Critics – including the very economists sitting with the prime minister at Aayog – may note that pursuing sophisticated production is not in the country’s “comparative advantage”. While that is certainly true, the essential point of a developmental strategy is to forego current comparative advantage in the pursuit of a more productive and technologically advanced comparative advantage in future. Short-term profitability ought to be sacrificed for long-term building of industrial base.
Judicious manipulation of markets
To borrow from Korean economist Ha Joon Chang’s analogy, would you ever force a six-year old to compete with a 26-year-old doctor for jobs? No, because it would not be fair game. You would first invest in the six-year old’s education and training and make him competitive for the job market. Free trade for a nation’s industrial base follows a similar trajectory.

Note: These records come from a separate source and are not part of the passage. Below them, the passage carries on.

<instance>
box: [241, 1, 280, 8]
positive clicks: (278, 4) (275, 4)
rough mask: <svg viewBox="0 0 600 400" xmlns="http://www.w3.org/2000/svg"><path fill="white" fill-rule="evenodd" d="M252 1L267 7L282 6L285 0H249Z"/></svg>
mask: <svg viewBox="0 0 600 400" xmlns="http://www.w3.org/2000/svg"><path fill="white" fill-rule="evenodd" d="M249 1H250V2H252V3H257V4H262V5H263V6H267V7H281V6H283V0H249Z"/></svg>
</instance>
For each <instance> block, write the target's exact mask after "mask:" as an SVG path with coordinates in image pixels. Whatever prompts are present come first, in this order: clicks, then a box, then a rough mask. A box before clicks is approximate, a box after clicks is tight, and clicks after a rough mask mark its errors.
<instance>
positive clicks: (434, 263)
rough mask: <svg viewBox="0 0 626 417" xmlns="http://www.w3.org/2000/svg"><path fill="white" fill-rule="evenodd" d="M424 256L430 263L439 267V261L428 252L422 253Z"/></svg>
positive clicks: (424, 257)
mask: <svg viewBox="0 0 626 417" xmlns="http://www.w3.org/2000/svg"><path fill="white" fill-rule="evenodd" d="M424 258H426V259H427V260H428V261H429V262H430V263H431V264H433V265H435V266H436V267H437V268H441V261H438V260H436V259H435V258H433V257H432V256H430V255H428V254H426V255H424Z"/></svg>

Yet, the nurturing of competitive industries through aggressive and subsidised financial support is not on the table for the current crop of economic advisors. The government, as per its advisors, remains committed to trade and financial liberalisation, and deems aggressive government intervention to organise or stimulate production as distortionary. Bibek Debroy, a full-time member of the NITI Aayog, in his latest op-ed for The Times of India made it quite clear that government’s role is restricted to “providing goods and services where there are market failures and subsidising merit goods for those who are poor and truly need them”.
But free market cannot be expected to attend to the needs of building an industrial base simply because capital usually follows short-term profitability. As the travails of Indian electronic-makers (who import 90% of the value of their products from East Asia) make clear, manufacturing in India is not an option in spite of rapidly rising cost of labour in China. In China, the electronic-makers get a ready army of engineers, factories and their suppliers who have perfected the trade; in India they would have to build from scratch. The key is to understand that the process of perfection cannot be assumed, and – like any skill or art – needs to be practised. Hence, even if India gets the required labour, land and capital (machinery) for making electronics, it needs to understand and perfect the organisation and execution part of it all.
If India is serious about building its industrial base, its developmental state needs to set the objectives (as opposed to the market dictating them) and judiciously manipulate the market to attain them.
The only thing that may stand between Modi’s economists and the wholesale abandon of the developmental state is Modi’s pragmatism, derived from his grassroots experience of overseeing industrialisation in Gujarat. While the prime minister may not be a man of ideas, he must learn to trust his intuition, and take every piece of advice with utmost scrutiny and scepticism.